How much and what should I aim to eat?
A good general guide for how much you should aim to eat is this:
NEW TO RACING:
- If this is your first race try to have between 20g and 40g of carbohydrate per hour during the race.
- If you race a couple of times per season have between 40g and 60g of carbohydrate per hour during the race.
- If you are an experienced racer have between 60g and 90g of carbohydrate per hour during the race.
- Once your go above 60g per hour its good to think about using gels and drinks that have a mixture of glucose and fructose.

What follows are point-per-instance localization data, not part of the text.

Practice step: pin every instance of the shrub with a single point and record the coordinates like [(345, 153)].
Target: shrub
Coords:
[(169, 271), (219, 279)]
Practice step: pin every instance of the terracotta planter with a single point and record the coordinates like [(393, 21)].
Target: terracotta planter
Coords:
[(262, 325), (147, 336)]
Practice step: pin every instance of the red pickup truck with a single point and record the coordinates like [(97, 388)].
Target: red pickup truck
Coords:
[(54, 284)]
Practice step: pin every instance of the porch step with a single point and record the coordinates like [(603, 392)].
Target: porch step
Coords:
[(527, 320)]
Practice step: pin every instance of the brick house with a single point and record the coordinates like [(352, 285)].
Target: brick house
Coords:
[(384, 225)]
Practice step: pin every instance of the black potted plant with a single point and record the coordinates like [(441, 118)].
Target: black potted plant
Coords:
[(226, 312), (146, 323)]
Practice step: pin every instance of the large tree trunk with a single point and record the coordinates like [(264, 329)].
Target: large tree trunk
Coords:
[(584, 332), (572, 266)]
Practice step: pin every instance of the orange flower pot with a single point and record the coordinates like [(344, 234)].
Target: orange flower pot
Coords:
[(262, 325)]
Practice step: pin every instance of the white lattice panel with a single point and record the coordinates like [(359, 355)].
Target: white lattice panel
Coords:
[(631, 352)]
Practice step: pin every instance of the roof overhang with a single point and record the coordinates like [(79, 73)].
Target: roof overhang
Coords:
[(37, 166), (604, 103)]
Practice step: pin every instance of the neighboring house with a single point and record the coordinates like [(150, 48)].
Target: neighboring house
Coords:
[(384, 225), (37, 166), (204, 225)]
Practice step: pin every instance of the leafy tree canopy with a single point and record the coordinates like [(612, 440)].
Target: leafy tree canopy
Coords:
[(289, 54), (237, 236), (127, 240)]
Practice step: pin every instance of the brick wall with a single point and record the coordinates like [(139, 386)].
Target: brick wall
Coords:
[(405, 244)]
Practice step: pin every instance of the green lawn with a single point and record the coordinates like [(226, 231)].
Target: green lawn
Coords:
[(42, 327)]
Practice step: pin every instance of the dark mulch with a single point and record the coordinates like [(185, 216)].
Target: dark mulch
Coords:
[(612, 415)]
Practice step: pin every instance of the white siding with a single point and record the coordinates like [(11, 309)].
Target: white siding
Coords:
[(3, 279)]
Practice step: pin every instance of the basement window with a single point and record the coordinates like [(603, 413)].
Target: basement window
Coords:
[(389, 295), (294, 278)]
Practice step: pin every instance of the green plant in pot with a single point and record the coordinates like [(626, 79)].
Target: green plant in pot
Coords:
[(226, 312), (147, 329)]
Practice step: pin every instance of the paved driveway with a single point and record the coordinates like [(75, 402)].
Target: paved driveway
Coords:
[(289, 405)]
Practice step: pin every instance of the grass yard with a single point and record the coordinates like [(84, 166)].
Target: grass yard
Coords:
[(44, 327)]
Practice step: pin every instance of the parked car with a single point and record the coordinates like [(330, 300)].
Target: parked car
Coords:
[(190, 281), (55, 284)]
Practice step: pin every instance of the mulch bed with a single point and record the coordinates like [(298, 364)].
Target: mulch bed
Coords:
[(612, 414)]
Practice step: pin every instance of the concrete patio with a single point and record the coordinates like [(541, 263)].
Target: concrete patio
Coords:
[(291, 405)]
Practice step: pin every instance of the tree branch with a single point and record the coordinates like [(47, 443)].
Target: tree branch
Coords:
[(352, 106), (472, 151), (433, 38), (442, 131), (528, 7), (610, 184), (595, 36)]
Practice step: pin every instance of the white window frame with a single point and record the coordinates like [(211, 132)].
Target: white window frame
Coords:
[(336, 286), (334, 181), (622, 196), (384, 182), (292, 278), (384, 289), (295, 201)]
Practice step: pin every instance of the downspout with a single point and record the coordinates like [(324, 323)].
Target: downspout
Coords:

The best way to keep fuelled and hydrated is to use a mix of whole foods, gels, bars and drinks during races – you don’t need to use all of these types, but try a couple of combinations to find what works best for you.
The goal here is to find what is comfortable for your stomach and practical to carry during the race. Checkout our rice cake recipe for some inspiration.
Train your gut as well as your muscles!
One of the key benefits of practising race nutrition in the weeks building up to a race is that you are training your gut to be able to process and absorb the nutrients more effectively. Doing this greatly reduces the chances of you having problems on race day (like feeling bloated, sick or REALLY needing to go to the bathroom!).
You can train your gut in the same way you train your muscles, by starting slowly and making small improvements over time – i.e. feeding more, over longer/harder sessions. And like your muscles, these adaptations don’t happen overnight! Research has shown that you need at least 4 weeks to really see a meaningful difference.
Key points to remember:
- Start practising race fuelling 6 weeks before the race.
- Practise with the products and foods you are going to use in the race.
- Use a combination of gels, bars, whole foods and drinks (you don’t have to use all of them, find what works for you).
- Think about training your gut in the same way you train your muscles – it takes a little time.